712. Minimum ASCII Delete Sum for Two Strings

minimum-ascii-delete-sum-for-two-strings.md

Given two strings s1, s2, find the lowest ASCII sum of deleted characters to make two strings equal.

Example 1:

• Input: s1 = "sea", s2 = "eat"
• Output: 231
• Explanation: Deleting "s" from "sea" adds the ASCII value of "s" (115) to the sum. Deleting "t" from "eat" adds 116 to the sum. At the end, both strings are equal, and 115 + 116 = 231 is the minimum sum possible to achieve this.

Example 2:

• Input: s1 = "delete", s2 = "leet"
• Output: 403
• Explanation: Deleting "dee" from "delete" to turn the string into "let", adds 100[d]+101[e]+101[e] to the sum. Deleting "e" from "leet" adds 101[e] to the sum. At the end, both strings are equal to "let", and the answer is 100+101+101+101 = 403. If instead we turned both strings into "lee" or "eet", we would get answers of 433 or 417, which are higher.

Note:

• 0 < s1.length, s2.length <= 1000.
• All elements of each string will have an ASCII value in [97, 122].

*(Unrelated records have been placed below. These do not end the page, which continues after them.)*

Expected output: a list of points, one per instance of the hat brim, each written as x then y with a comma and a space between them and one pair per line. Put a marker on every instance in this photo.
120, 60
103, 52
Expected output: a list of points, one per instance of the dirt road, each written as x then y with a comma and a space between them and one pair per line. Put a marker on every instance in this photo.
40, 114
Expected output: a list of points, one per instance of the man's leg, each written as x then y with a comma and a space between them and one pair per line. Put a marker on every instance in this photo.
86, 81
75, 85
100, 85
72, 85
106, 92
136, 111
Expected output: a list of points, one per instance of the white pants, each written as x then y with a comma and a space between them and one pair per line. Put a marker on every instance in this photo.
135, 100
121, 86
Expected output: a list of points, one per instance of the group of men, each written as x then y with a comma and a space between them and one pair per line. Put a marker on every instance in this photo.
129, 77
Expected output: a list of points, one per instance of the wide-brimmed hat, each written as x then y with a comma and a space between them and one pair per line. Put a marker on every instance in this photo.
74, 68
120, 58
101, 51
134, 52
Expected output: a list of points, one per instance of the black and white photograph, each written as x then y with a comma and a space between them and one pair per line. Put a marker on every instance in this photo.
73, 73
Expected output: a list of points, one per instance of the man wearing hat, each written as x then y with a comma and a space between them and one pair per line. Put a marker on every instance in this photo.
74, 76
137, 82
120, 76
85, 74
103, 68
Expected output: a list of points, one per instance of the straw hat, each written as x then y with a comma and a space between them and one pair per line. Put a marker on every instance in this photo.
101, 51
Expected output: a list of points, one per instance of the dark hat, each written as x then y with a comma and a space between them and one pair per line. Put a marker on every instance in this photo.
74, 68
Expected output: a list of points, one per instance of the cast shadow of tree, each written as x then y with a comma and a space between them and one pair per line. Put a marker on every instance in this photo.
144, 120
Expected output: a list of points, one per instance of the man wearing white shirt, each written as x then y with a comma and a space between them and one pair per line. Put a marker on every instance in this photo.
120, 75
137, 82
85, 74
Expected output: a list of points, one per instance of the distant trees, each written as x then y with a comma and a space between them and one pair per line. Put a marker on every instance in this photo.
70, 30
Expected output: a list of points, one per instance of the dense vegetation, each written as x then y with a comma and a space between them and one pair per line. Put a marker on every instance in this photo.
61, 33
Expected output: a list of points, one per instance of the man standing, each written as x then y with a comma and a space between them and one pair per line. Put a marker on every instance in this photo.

Scala solution for edit distances:

case class Edit(cost: Int, action: String, parent: Edit) {
  override def toString: String = s"($cost) $action"
}

def func(s: String, t: String): Unit = {
  def print(arr: Array[Array[Edit]]): Unit = {
    for (l <- arr) {
      println(l.mkString("[", ", \t", "]"))
    }
  }

  def reconstruct(edit: Edit): Unit = {
    if (edit == null) return
    reconstruct(edit.parent)
    println(edit.toString)
  }

  def match_cost(a: Char, b: Char): Int = if (a == b) 0 else a + b
  def del_cost(a: Char): Int = a
  
  val n = s.length
  val m = t.length
  val dp = (0 to n).map { i => new Array[Edit](m + 1) }.toArray

  dp(0)(0) = Edit(0, "", null)
  var sum = 0
  var prev: Edit = null
  for (i <- 1 until n + 1) { 
    sum += s.charAt(i-1) 
    dp(i)(0) = Edit(sum, s"DEL ${s.charAt(i-1)}", prev)
    prev = dp(i)(0)
  }
  sum = 0
  prev = null
  for (j <- 1 until m + 1) { 
    sum += t.charAt(j-1) 
    dp(0)(j) = Edit(sum, s"DEL ${t.charAt(j-1)}", prev)
    prev = dp(0)(j)
  }

  for (i <- 1 until n + 1) {
    for (j <- 1 until m + 1) {
      val a = s.charAt(i-1)
      val b = t.charAt(j-1)
      val cost1 = dp(i-1)(j-1).cost + match_cost(a, b)
      val cost2 = dp(i)(j-1).cost + del_cost(b)
      val cost3 = dp(i-1)(j).cost + del_cost(a)
      dp(i)(j) = Array(
        Edit(cost1, if (a != b) s"SUB $a != $b" else s"MAT $a = $b", dp(i-1)(j-1)), 
        Edit(cost2, s"INS $b", dp(i)(j-1)),
        Edit(cost3, s"DEL $a", dp(i-1)(j))
      ).sortWith(_.cost < _.cost).head
    }
  }
  
  print(dp)
  println("Actions: ")
  reconstruct(dp(n)(m))
}

func("a", "z")
func("xyz", "za")
func("delete", "leet")

Actual solution to the problem:

// Solution runs in O(n * m) time and O(n * m) space, beats 73.92% of submissions.
//
// Idea is based on Dynamic Programming "Edit distance" technique, because we can think of this
// problem as, instead of deleting from both strings, we select "s2" as target and perform
// substitution, deletion or insertion on "s1" string.
//
// Our cost function is based on ASCII character code, so the smaller code is the better.
// Initialization is similar: first row and first column are both initialized as rolling sums of
// ASCII codes for "s1" and "s2" strings respectively (which represents deletion of all i-1 chars
// at position i, when the other string has j=0 and vice versa).
//
class Solution {
  public int minimumDeleteSum(String s1, String s2) {
    int n = s1.length(), m = s2.length();
    int[][] dp = new int[n + 1][m + 1];

    // initialize first row and first column
    for (int i = 1; i <= n; i++) {
      dp[i][0] = dp[i-1][0] + s1.charAt(i-1);
    }
    for (int j = 1; j <= m; j++) {
      dp[0][j] = dp[0][j-1] + s2.charAt(j-1);
    }

    for (int i = 1; i <= n; i++) {
      for (int j = 1; j <= m; j++) {
        char a = s1.charAt(i-1), b = s2.charAt(j-1);
        dp[i][j] = dp[i-1][j-1] + ((a == b) ? 0 : (a + b)); // match or substitution
        dp[i][j] = Math.min(dp[i][j], dp[i-1][j] + a); // delete from s1
        dp[i][j] = Math.min(dp[i][j], dp[i][j-1] + b); // delete from s2 (insert into s1)
      }
    }
    return dp[n][m];
  }
}